GPUTejas Overview

GpuTejas is a highly configurable simulator and it can seamlessly simulate advanced GPU architectures such as Tesla, Fermi, and Kepler. A CUDA executable is given as an input to the simulator. We first use an instrumented version of Ocelot to run the executable, and then generate a set of trace files. These trace files primarily contain information regarding the instructions being executed, including the instruction type, instruction pointer (IP), and the corresponding PTX instruction. Note that (PTX) (Parallel Thread Execution) is an intermediate device language, which has to be converted into device specific binary code for native execution. The trace additionally contains the list of memory addresses (if it is a load/store instruction) accessed by an instruction. We also embed some metadata along with every trace file. The metadata lists the number of kernels, the grid sizes in each kernel, and the number of blocks present in each kernel.

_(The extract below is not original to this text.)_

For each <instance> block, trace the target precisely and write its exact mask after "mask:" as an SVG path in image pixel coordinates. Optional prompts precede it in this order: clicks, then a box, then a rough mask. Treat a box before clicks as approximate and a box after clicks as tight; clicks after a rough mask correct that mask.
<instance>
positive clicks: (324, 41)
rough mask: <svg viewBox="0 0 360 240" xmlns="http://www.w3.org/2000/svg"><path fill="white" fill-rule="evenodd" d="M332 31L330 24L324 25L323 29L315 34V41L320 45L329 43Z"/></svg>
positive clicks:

These traces undergo another pass to reduce the size of the files. It was observed that all the blocks of a kernel contain the same set of instructions. Thus, redundant information was getting saved in the trace files for every block. We stored the information regarding these instructions separately in a hashfile. Our post-processing scripts subsequently generate new trace files that only contain the instruction pointers of instructions. These instruction pointers map to the actual instructions in the hashfile. Note that, these instructions are translated to specific instruction classes before storing them into the hashfiles. This further reduces the space occupied by the traces being generated.

The trace files generated in the second pass are read by the waiting Java simulation threads. The Java based simulator threads model the GPU, and the memory system. They are responsible for generating the timing information, and detailed execution statistics for each unit in the GPU, and the memory system.

The NVIDIA Tesla GPU contains a set of TPCs (Texture Processing Clusters), where each TPC contains a texture cache, and two SMs (Streaming Multiprocessors). Each SM contains 8 cores (Stream Processors (SPs)), instruction and constant caches, shared memory and two special function units (can perform integer, FP, and transcendental oper- ations). A typical CUDA computation is divided into a set of kernels (function calls to the GPU). Each kernel conceptually consists of a large set of computations. The computations are arranged as a grid of blocks, where each block contains a set of threads. The NVIDIA GPU defines the notion of a warp, which is a set of threads (typically in the same block) that are supposed to execute in a SIMD fashion. We simulate warps, blocks, grids, and kernels in GpuTejas.

We parallelize the simulation by allocating a set of SMs to each thread. In our simulation, each SM has its own local clock for maintaining the timing of instructions. Memory instructions are passed to the memory system, which sup- ports private SM caches, instruction caches, constant caches, shared memory, local memory and global memory. The important point to note here is that different Java threads do not operate in lock step. This can potentially create issues in the memory system, where we need to model both causality (load-store) order and contention. We adapt novel solutions to model these issues.